Builders and cement companies are at war over the rising price of cement. A verdict is expected next week from the Competition Commission of India (CCI), on a charge made by real estate dealers, of cartelisation among cement companies.
Builders say cement makers have increased prices by 50 per cent in the past six months and as much as 20 per cent after the Union Budget, blaming collusion for the supply problem. Cement companies say the complaint is “ridiculous”, as the prices are controlled by factors like demand and supply, railway freight rates and excise duty.
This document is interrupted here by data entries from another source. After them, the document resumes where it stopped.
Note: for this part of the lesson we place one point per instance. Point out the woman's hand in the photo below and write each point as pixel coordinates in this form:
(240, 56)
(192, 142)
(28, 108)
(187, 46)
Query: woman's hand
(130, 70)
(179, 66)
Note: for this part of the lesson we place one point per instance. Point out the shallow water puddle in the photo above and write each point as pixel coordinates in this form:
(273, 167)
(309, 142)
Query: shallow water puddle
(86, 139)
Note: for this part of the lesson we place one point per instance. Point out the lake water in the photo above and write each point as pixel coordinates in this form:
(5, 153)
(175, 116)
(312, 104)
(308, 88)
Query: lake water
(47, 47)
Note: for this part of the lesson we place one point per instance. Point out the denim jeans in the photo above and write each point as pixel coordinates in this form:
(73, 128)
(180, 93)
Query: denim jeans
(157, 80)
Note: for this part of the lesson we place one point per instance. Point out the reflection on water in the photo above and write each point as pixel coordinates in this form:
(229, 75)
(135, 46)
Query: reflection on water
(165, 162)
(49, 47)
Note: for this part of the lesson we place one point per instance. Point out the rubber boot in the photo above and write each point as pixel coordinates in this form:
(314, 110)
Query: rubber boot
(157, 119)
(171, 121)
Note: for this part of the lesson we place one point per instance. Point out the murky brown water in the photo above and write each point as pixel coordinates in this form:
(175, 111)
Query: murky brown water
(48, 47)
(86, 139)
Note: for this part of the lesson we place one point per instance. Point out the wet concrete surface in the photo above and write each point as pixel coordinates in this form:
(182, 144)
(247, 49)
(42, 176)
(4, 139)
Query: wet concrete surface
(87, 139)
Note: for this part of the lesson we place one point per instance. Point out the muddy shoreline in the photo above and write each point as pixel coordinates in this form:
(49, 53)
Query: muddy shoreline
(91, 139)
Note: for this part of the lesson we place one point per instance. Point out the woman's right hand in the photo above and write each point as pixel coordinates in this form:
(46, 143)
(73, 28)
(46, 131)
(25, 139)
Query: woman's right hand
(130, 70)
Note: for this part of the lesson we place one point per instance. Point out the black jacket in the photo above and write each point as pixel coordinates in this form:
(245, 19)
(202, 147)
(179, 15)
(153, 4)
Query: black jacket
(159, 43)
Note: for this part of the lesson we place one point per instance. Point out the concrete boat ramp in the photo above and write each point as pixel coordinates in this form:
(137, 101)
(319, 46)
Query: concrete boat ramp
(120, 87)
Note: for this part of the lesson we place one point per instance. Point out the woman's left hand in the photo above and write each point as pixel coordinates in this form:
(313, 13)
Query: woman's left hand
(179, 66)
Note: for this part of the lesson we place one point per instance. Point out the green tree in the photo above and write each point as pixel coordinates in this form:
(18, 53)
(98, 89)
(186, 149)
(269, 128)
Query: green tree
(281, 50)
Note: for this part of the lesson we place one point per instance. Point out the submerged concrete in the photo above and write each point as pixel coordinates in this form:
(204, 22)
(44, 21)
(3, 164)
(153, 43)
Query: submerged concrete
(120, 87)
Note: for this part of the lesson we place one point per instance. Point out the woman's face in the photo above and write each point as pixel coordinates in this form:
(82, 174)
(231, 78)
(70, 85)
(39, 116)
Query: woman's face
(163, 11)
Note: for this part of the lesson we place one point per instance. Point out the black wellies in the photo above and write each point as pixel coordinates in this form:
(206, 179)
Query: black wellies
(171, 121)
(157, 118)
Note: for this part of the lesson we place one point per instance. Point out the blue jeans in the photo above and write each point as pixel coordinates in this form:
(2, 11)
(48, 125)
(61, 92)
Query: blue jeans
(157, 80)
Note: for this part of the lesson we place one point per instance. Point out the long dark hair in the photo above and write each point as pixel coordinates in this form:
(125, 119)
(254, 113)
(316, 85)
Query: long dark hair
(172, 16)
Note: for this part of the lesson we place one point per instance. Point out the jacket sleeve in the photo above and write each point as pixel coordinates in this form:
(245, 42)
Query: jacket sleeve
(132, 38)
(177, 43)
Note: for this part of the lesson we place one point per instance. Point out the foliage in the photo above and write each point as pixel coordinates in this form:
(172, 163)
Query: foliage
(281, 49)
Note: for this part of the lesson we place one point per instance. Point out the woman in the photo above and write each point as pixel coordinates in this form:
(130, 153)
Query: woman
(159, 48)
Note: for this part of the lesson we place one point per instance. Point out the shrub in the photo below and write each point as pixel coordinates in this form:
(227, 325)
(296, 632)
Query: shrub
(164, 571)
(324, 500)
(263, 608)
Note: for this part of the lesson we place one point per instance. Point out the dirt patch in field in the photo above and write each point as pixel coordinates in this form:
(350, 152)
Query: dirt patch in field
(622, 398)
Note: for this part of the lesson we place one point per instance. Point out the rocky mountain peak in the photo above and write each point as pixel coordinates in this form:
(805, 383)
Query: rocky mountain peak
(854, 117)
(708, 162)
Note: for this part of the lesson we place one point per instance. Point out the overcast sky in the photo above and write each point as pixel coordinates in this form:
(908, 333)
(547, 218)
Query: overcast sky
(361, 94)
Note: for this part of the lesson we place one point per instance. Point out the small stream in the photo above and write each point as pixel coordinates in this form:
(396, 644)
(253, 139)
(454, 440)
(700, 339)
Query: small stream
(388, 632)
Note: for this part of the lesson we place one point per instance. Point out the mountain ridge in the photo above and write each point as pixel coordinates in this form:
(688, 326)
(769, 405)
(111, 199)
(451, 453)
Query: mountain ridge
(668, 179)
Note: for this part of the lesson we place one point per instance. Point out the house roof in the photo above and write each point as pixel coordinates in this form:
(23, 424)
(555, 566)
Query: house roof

A 50-kg bag of cement used to cost Rs 170. It went up to Rs 250 before the Budget and costs Rs 300 now, said R K Arora, chairman, Supertech. “Excise duty went up by two percentage points but cement prices have gone up by at least 20 per cent. Therefore, we are including a cost escalation clause in our buyer-builder agreement due to uncertainty in the prices,” he said.
Shree Cement managing director (MD) H M Bangur told Business Standard cement prices in the National Capital Region were not more than Rs 260-270 per bag and there was no cartelisation. “Cement is a commodity and all commodity prices move in tandem. You can’t allege (from this) that there is cartelisation,” he said.
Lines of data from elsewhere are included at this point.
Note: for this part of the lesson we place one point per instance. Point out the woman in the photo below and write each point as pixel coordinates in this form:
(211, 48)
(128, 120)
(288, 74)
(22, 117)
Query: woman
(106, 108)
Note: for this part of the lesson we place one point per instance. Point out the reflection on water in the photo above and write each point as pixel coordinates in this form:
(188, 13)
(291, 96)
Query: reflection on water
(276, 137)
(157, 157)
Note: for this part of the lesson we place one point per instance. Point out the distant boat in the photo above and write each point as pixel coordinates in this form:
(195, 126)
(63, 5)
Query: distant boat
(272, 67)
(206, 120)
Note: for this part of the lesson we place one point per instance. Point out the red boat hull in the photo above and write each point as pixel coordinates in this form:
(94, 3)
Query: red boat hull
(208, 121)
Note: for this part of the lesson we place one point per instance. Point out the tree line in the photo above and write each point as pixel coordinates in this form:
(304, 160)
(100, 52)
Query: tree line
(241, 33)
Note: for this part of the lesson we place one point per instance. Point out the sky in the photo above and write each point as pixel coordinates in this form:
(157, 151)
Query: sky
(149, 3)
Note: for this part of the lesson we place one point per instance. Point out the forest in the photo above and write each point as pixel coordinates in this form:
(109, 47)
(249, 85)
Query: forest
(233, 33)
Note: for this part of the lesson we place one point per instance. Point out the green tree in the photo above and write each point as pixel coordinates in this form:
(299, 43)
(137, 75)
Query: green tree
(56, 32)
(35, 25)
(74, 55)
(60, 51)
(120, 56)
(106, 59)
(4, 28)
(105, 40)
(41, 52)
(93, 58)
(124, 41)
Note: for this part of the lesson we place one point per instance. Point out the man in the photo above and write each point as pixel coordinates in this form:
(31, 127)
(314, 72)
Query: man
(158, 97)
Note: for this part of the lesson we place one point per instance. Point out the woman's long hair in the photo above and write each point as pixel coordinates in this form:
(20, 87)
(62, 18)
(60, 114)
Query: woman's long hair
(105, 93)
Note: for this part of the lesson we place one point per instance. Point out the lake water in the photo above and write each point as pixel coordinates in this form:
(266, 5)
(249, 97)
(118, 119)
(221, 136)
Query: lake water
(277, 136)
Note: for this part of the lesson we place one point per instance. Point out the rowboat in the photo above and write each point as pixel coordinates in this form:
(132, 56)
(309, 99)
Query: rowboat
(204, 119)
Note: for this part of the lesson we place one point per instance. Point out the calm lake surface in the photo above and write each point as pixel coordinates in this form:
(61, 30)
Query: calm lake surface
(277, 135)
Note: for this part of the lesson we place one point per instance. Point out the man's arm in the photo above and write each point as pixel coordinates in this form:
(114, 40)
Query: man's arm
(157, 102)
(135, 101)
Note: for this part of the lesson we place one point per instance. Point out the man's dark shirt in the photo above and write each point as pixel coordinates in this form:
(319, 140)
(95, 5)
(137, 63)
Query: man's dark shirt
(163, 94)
Said Vinod Juneja, MD of Binani Cement: “Cement accounts for just three to four per cent of the cost of the whole project. What about the remaining 97 per cent?”. He denied manufacturers were holding any stocks in godowns, but admitted the increase in rail freight rates and general inflation had impacted the prices a bit.
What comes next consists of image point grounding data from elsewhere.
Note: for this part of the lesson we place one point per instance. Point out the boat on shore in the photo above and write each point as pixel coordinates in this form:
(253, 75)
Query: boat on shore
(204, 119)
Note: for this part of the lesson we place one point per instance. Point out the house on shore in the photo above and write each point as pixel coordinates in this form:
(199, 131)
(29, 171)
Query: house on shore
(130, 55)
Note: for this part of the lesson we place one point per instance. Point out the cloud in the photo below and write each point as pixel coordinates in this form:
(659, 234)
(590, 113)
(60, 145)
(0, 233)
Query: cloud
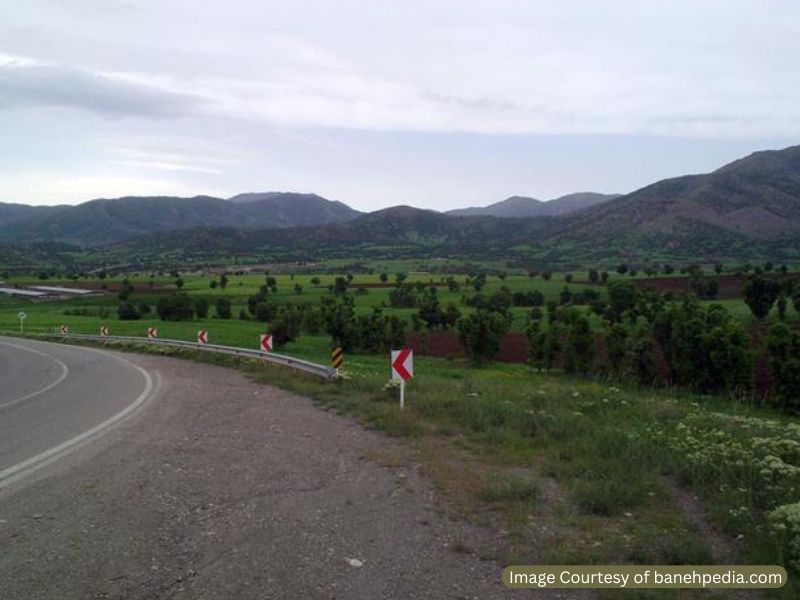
(29, 84)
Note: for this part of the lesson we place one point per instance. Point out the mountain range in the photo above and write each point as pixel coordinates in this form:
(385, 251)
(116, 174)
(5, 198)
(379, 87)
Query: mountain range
(520, 207)
(746, 208)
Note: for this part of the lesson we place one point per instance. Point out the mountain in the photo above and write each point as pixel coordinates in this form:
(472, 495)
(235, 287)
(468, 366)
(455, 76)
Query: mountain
(290, 209)
(400, 231)
(510, 208)
(15, 213)
(108, 220)
(754, 199)
(517, 207)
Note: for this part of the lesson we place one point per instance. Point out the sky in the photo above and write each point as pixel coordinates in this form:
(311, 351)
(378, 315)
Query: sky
(431, 103)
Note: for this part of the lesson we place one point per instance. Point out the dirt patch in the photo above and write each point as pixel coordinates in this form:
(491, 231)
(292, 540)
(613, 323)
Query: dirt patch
(224, 488)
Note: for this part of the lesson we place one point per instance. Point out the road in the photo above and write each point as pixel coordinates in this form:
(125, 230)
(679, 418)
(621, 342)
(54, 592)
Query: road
(213, 487)
(53, 398)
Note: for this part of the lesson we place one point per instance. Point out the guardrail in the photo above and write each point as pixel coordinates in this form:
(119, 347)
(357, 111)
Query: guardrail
(306, 366)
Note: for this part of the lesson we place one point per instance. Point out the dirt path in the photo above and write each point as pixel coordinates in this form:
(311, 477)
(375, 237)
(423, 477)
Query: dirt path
(222, 488)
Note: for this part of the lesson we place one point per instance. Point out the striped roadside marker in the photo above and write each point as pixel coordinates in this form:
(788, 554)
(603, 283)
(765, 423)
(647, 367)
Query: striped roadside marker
(337, 358)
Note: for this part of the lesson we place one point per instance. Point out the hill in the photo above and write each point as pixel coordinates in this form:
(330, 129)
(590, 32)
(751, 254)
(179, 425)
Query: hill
(109, 220)
(517, 207)
(11, 213)
(399, 231)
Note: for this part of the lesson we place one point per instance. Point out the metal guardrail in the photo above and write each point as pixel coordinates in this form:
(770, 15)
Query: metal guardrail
(306, 366)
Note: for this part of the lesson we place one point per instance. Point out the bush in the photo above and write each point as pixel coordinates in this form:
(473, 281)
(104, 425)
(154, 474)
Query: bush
(263, 312)
(201, 308)
(481, 334)
(285, 327)
(784, 365)
(128, 312)
(175, 307)
(784, 525)
(223, 308)
(760, 294)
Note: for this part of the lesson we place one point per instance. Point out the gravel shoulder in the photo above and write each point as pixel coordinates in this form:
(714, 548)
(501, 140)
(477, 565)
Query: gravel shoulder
(222, 488)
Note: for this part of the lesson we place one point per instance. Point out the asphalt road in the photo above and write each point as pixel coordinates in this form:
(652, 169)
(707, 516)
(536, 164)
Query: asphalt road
(214, 487)
(55, 397)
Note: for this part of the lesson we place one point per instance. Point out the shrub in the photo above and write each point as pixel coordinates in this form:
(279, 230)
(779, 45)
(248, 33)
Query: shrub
(223, 308)
(175, 307)
(784, 365)
(481, 334)
(127, 312)
(784, 525)
(201, 308)
(760, 294)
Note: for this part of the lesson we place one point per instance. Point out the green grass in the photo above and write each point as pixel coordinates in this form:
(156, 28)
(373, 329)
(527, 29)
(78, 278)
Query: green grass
(609, 450)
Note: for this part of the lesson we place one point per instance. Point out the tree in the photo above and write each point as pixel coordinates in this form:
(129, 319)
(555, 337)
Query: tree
(175, 307)
(784, 365)
(621, 297)
(760, 294)
(340, 286)
(263, 312)
(128, 312)
(223, 308)
(285, 326)
(579, 346)
(340, 323)
(201, 308)
(481, 334)
(125, 290)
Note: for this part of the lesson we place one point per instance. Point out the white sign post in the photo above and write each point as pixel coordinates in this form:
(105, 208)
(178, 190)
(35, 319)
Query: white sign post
(403, 370)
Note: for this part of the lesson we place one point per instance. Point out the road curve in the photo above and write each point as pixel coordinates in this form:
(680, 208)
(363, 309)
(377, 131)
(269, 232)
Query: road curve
(226, 488)
(54, 398)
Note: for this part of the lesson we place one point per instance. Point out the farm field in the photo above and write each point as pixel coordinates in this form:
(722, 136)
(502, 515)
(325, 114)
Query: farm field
(581, 469)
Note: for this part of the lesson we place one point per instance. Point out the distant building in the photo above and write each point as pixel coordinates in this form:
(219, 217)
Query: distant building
(31, 294)
(62, 291)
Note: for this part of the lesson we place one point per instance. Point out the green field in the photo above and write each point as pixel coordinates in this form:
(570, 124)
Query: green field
(575, 470)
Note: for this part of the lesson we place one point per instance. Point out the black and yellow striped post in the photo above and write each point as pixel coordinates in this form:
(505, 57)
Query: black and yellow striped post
(337, 358)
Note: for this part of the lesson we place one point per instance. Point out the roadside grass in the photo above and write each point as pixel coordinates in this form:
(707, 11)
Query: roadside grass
(570, 470)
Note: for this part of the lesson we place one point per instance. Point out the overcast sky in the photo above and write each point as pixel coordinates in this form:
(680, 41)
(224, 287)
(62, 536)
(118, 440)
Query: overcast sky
(432, 103)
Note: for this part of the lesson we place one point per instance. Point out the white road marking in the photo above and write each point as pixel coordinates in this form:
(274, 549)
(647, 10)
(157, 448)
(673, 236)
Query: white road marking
(64, 373)
(34, 463)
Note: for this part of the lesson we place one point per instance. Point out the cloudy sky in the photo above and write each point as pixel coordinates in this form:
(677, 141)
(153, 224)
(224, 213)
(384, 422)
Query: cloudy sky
(434, 103)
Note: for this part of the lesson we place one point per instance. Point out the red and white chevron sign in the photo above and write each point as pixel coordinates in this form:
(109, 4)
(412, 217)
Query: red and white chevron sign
(402, 364)
(266, 342)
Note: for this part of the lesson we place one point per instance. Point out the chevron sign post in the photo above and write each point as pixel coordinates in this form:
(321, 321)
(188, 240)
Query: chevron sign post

The National Real Estate Development Council had in November moved CCI, alleging an unduly steep increase in cement prices. The installed capacity of large cement plants had increased from 223 million tonnes in 2009-10 to 234 mt in 2010-11. However, capacity utilisation in 2010-11 declined to 76 per cent from 83 per cent in 2009-10, it had said.
“Our production is in full capacity, of 85 to 90 per cent”, said the Binani Cement MD. According to him, the cement prices in Delhi and NCR are not more than Rs 260-270 a bag right now.
An Ambuja Cement spokesperson told this newspaper cement production was a cyclical business. During the monsoon in June-July, as construction falls, demand for cement also falls, thereby cooling prices, too. October to December is the peak season for construction and prices go up, he said.
Manoj Gaur, CMD, Gaursons, a Noida-based developer, said there were just 12 to 14 major companies in the cement industry, and they were able to increase prices by 50-60 per cent in a short span of time. “They shut their plants in the name of maintenance, artificially reducing supply of cement, impacting prices”, he charged.
Nayan Raheja, director, Raheja Developers, alleged cement prices were Rs 350 per bag right now from Rs 180-200 about six months before. The 14 manufacturers, he said, had stopped all supplies for a week in November.
Bangur of Shree Cement countered that there were 70 cement companies, not 12 to 14 as claimed by the developers. “Second, in the last 30 years that I am in the industry, there has been no stoppage of supply even for a single day,” he said.